Now that we’ve retrieved the most relevant document chunks, we’ll format them into a single text block.  
We then pass this context along with the user’s question into our prompt template.

Finally, we invoke the language model (GPT-4) to generate a concise answer based strictly on the provided context.


In [None]:
from langchain_openai import ChatOpenAI

# Format the context into a string
context = "\n\n".join(doc.page_content for doc in state["docs"])

# Fill the prompt template
question_prompt = rag_prompt_template.invoke({
    "question": state["question"],
    "context": context
})

# Initialize the language model
llm = ChatOpenAI(model="gpt-4")

# Get the response
response = llm.invoke(question_prompt)

# Show the answer
print(response.content)


## Step 3: Build a RAG Workflow Using LangGraph

In this step, we'll use [LangGraph](https://github.com/langchain-ai/langgraph) to orchestrate the entire **Retrieval-Augmented Generation (RAG)** pipeline as a stateful workflow.

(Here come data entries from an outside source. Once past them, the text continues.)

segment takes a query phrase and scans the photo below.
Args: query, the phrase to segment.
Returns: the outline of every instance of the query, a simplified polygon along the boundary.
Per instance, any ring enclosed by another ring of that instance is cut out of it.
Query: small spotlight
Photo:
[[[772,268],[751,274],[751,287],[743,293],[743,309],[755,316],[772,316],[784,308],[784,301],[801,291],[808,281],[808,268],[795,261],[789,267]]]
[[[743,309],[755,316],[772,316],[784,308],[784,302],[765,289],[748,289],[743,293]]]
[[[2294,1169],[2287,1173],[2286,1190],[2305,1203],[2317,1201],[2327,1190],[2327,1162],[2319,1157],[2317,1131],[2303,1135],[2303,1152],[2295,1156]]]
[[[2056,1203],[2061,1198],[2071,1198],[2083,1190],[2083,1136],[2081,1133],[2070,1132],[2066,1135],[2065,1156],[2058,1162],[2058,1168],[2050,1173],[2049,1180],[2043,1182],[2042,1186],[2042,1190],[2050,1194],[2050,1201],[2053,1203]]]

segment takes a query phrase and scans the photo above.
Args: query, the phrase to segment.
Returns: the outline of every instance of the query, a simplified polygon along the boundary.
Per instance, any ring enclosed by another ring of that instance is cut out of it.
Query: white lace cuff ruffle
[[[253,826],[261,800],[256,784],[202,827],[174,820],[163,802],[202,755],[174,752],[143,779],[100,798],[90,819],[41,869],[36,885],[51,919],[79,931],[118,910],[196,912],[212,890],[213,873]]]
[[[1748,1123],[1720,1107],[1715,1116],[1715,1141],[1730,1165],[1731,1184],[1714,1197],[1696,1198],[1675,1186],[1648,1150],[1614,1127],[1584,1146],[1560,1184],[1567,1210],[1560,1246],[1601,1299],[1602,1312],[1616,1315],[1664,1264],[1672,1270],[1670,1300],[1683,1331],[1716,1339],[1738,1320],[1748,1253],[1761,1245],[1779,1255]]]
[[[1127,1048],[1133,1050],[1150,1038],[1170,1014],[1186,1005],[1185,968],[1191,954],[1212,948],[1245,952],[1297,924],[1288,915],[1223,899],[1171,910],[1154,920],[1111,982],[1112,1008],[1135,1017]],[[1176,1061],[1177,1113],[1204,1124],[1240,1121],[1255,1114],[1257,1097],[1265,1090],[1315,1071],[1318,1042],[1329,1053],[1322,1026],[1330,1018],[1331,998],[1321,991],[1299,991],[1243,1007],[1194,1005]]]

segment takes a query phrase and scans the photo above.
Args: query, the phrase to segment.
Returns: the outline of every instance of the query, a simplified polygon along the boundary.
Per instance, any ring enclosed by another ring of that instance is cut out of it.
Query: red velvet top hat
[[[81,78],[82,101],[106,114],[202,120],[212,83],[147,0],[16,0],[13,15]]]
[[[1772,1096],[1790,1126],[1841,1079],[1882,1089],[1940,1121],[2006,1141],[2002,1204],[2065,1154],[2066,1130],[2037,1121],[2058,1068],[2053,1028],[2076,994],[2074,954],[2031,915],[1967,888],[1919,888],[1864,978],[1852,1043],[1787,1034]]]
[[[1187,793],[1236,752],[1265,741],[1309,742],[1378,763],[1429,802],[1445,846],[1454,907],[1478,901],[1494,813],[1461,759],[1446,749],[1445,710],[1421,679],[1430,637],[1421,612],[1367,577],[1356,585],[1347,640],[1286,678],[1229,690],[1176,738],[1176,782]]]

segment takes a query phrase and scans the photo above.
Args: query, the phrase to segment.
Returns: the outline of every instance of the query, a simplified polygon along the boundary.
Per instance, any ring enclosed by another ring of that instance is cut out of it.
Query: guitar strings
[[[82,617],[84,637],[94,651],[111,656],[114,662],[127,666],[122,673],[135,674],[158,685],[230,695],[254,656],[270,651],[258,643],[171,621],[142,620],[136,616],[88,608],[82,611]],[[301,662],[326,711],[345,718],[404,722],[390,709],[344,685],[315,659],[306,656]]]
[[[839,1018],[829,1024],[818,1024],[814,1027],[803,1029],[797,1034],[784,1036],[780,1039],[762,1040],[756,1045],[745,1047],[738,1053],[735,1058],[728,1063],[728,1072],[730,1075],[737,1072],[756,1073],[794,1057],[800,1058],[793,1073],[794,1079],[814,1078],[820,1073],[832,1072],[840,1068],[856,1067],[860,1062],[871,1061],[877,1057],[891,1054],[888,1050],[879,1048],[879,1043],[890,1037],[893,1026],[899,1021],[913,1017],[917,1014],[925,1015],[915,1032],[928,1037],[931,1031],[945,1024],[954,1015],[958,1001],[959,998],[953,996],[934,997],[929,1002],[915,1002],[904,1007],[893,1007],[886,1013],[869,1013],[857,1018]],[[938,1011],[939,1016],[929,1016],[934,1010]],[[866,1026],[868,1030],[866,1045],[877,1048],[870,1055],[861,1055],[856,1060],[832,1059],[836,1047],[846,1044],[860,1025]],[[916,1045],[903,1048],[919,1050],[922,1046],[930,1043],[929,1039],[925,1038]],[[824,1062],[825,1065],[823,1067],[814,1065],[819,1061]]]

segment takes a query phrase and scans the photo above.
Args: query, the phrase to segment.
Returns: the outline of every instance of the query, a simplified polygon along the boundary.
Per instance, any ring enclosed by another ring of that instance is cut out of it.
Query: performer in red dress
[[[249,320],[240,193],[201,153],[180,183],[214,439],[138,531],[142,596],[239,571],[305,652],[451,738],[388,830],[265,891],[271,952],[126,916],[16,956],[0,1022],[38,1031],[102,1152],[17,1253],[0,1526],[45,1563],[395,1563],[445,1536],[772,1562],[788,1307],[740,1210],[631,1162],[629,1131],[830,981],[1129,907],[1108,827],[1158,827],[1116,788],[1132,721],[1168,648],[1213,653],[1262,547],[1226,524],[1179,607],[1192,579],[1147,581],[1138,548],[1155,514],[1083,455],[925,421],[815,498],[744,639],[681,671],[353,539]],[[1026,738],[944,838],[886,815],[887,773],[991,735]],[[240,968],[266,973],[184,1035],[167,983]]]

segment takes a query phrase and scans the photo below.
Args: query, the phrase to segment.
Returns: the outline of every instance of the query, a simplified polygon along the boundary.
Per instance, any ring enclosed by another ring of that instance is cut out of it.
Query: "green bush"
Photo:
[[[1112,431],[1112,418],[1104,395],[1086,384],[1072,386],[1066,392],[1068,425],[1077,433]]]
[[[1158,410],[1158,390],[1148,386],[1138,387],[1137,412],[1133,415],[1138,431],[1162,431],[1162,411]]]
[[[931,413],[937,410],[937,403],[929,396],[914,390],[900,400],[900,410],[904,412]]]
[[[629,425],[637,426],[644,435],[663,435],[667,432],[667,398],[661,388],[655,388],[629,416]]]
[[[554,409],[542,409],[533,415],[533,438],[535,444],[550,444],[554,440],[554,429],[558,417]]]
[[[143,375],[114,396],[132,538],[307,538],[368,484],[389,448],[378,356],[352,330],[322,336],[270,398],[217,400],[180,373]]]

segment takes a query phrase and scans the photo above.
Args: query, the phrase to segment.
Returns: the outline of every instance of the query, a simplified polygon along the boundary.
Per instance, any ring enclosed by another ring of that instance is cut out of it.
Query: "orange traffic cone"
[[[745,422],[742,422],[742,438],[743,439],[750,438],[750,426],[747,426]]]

LangGraph allows us to define the steps in a computation as nodes in a graph, making the pipeline modular and reusable.

Our workflow will:

1. Accept a user question
2. Retrieve the most relevant chunks from the vector store
3. Use a language model to generate a concise, grounded answer

### Define the Application State

We'll start by defining the data structure (state) that will be passed between nodes in the graph.


In [None]:
from typing import TypedDict, List
from langchain_core.documents import Document

class RagState(TypedDict):
    question: str
    docs: List[Document]
    answer: str

### 🔍 Define the Retrieval Function

This function receives the question, performs a similarity search using our in-memory vector store,  
and returns the top matching documents. These will be passed to the next step in the graph.


In [None]:
def retrieve(state: RagState):
    retrieved_docs = vector_store.similarity_search(state["question"])
    return {"docs": retrieved_docs}

### 🧠 Define the Answer Generation Function

This function takes the retrieved documents and the original question,  
formats them using our prompt template, and calls the LLM to generate a final answer.


In [None]:
def generate(state: RagState):
    context = "\n\n".join(doc.page_content for doc in state["docs"])
    question_prompt = rag_prompt_template.invoke({
        "question": state["question"],
        "context": context
    })
    response = llm.invoke(question_prompt)
    return {"answer": response.content}

### 🔄 Create the Workflow Using LangGraph

Now we'll connect the nodes: first retrieval, then generation.  
We also specify the entry point and the terminal step using LangGraph's API.

In [None]:
from langgraph.graph import StateGraph, END

# Create the graph
workflow = StateGraph(RagState)

# Add nodes
workflow.add_node("retrieve", retrieve)
workflow.add_node("generate", generate)

# Define flow
workflow.set_entry_point("retrieve")
workflow.add_edge("retrieve", "generate")
workflow.add_edge("generate", END)

# Compile the graph into an executable app
app = workflow.compile()


### ▶️ Run the Workflow with a Custom Question

You can now run the complete RAG workflow by providing a new question.
The system will retrieve context and generate an answer in a fully automated fashion.

In [None]:
question = input("Ask a question about the RAG paper: ")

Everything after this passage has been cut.